CLINICAL MANAIFESTATIONS
The pathophysiologic mechanisms of asthma result in a multiplicity of physiologic changes occurring within the pulmonary tree during or following exercise.2,10 These include: cough, shortness of breath, wheezing, tightness of chest or chest discomfort, fatigue, below par performance on the field of play, gastrointestinal discomfort, prolonged recovery time,
Contributing factors include: cool temperatures, low-humidity environment, poor air quality, high content of pollen, concomitant respiratory infection
Exercise factors include the following: Aerobic exercise predisposes more to EIA than anaerobic exercise. Duration of aerobic exercise exceeding 10 minutes rapidly provokes an attack in a susceptible individual. High–intensity aerobic exercise predisposes to EIA.
Refractory phase in EIA
This phase starts less than 1 hour after the initial aerobic exercise and lasts up to roughly 3 hours. The refractory phase results in as little as one half the degree of bronchospasm as in the first episode. In sports this fact can be used to advantage by utilizing the warm–up period in such a way that the actual competition occurs during the refractory phase. Though the exact mechanism of this phase is unknown, it is believed to involve the possible depletion of mast cell mediators, release of endogenous catecholamines and the release of endogenous protective prostaglandins.

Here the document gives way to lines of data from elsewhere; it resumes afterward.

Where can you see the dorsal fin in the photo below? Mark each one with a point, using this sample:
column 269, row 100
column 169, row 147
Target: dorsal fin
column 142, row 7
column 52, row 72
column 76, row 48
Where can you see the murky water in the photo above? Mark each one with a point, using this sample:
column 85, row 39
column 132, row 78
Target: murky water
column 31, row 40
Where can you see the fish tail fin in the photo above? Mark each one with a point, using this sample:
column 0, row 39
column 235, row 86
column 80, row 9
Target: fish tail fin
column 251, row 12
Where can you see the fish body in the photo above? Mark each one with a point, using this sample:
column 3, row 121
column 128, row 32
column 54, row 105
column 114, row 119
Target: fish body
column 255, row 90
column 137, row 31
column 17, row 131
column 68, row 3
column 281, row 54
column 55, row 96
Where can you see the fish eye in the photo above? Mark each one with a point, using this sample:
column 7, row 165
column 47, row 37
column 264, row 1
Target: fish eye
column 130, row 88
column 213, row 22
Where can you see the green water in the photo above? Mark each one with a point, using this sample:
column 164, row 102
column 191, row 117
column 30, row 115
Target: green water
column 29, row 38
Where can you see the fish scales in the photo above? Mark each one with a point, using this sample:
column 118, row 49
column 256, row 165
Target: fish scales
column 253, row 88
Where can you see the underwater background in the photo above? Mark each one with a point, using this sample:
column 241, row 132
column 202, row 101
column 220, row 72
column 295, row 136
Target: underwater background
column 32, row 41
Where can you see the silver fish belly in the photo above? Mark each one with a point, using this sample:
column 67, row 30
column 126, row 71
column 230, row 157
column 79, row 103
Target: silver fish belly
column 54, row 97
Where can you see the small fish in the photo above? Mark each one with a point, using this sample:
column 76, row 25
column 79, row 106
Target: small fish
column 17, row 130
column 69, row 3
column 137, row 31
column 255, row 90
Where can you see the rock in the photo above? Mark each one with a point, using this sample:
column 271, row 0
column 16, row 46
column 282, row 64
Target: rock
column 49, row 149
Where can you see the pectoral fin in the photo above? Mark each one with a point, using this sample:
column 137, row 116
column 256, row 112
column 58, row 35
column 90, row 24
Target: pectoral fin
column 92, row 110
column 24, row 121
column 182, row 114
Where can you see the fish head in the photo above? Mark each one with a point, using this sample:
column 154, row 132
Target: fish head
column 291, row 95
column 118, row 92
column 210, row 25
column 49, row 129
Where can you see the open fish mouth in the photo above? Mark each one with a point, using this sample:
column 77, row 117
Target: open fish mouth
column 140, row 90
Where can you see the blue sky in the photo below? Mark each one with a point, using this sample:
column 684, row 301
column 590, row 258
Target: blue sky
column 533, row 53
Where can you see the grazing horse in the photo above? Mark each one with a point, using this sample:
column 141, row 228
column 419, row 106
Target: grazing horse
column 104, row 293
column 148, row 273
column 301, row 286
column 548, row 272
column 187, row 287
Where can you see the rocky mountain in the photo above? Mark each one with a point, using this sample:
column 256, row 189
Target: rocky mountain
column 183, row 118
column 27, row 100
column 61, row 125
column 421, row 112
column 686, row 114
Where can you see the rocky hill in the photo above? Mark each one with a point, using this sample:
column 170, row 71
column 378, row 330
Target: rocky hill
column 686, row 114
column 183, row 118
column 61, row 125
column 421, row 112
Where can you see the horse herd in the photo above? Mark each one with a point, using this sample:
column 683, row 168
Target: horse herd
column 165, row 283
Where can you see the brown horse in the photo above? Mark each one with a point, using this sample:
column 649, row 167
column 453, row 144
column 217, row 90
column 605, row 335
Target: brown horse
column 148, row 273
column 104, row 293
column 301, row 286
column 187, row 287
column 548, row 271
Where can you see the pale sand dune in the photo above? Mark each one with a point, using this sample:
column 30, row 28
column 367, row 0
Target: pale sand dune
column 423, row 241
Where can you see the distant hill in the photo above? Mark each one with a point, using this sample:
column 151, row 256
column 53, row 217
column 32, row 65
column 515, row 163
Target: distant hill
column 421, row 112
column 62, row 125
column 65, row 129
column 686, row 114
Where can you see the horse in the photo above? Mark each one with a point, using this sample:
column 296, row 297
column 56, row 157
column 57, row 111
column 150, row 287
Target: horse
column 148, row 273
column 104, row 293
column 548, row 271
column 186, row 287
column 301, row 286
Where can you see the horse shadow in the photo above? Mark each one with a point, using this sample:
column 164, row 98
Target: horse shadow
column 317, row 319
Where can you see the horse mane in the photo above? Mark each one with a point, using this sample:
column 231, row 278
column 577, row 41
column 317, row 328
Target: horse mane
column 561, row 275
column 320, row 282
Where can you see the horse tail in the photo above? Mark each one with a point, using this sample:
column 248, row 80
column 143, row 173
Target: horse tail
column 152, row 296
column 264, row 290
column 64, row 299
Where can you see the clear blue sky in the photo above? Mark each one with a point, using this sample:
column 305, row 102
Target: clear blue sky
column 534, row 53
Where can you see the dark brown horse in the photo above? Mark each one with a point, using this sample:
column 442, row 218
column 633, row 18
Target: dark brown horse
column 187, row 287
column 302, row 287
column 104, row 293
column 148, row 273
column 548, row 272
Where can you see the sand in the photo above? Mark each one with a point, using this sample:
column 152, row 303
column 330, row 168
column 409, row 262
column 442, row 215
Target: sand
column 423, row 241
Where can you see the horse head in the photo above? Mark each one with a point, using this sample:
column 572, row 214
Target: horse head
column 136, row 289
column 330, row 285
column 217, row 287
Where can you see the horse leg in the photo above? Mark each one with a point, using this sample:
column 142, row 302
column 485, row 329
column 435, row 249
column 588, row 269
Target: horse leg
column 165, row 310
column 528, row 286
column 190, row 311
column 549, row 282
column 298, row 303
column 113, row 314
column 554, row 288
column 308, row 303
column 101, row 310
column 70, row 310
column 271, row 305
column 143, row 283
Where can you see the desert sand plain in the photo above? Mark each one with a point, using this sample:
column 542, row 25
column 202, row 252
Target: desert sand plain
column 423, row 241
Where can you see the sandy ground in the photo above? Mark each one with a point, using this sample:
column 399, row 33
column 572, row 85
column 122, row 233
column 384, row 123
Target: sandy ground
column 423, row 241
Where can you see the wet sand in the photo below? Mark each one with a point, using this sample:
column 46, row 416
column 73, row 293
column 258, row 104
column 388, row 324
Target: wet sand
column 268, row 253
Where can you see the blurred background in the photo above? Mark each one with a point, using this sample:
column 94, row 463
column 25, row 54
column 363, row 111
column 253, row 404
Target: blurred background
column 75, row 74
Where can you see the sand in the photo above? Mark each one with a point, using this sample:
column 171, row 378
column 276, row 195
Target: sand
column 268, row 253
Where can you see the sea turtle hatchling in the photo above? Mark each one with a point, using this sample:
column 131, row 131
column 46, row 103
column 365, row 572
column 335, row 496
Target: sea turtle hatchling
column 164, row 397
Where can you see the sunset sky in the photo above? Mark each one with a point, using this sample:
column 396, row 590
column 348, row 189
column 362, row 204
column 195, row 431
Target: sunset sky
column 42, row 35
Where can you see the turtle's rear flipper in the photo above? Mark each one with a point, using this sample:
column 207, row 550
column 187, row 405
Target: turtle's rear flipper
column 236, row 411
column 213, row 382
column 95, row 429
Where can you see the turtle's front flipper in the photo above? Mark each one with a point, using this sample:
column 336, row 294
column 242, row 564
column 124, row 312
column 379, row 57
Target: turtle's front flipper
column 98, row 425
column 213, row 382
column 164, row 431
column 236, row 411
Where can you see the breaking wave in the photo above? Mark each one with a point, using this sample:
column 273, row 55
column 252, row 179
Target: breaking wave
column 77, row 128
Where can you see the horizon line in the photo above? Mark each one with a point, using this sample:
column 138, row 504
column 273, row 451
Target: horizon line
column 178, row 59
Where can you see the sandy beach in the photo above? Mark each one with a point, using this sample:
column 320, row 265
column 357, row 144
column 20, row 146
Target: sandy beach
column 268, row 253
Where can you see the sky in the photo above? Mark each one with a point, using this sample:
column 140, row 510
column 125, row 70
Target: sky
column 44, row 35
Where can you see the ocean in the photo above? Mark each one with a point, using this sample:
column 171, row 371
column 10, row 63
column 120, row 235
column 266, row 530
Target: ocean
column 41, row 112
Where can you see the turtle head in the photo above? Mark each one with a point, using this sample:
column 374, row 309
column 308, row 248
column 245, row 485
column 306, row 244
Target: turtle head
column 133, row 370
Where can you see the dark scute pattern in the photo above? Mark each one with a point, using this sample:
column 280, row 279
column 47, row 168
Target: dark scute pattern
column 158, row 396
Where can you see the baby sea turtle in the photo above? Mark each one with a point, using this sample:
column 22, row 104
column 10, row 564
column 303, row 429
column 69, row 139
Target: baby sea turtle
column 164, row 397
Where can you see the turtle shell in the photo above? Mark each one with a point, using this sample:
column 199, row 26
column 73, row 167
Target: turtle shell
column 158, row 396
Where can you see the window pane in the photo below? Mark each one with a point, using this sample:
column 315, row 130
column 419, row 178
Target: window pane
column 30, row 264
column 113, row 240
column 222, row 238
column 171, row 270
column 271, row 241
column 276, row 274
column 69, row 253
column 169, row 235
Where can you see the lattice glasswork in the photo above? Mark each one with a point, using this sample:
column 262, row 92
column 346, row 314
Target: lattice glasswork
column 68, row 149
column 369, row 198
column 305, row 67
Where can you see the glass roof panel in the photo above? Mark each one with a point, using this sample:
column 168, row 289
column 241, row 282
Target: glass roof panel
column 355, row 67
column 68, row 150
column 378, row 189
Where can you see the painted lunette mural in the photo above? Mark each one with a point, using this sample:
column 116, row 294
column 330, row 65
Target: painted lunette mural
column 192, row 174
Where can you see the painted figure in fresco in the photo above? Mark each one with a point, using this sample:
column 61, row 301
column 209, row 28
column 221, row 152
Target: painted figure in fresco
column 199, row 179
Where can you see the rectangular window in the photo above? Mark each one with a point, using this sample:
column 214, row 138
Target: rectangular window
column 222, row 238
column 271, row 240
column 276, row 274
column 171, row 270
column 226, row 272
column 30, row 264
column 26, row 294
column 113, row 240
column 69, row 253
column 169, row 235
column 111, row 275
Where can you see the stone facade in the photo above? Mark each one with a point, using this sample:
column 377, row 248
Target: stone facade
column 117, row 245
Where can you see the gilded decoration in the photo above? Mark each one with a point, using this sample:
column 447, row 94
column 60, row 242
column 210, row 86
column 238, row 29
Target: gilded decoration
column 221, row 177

Sports requiring continuous activity, played in cold weather and most likely to trigger an attack of EIA in a susceptible individual, e.g. cross–country skiing, ice hockey, basketball, soccer, long-distance running
Sports less likely to trigger an attack of EIA are those that require short bursts of activity and are interspersed with breaks. These include: swimming, walking, hiking, golfing, baseball or softball, football, volleyball, gymnastics, wrestling, downhill skiing.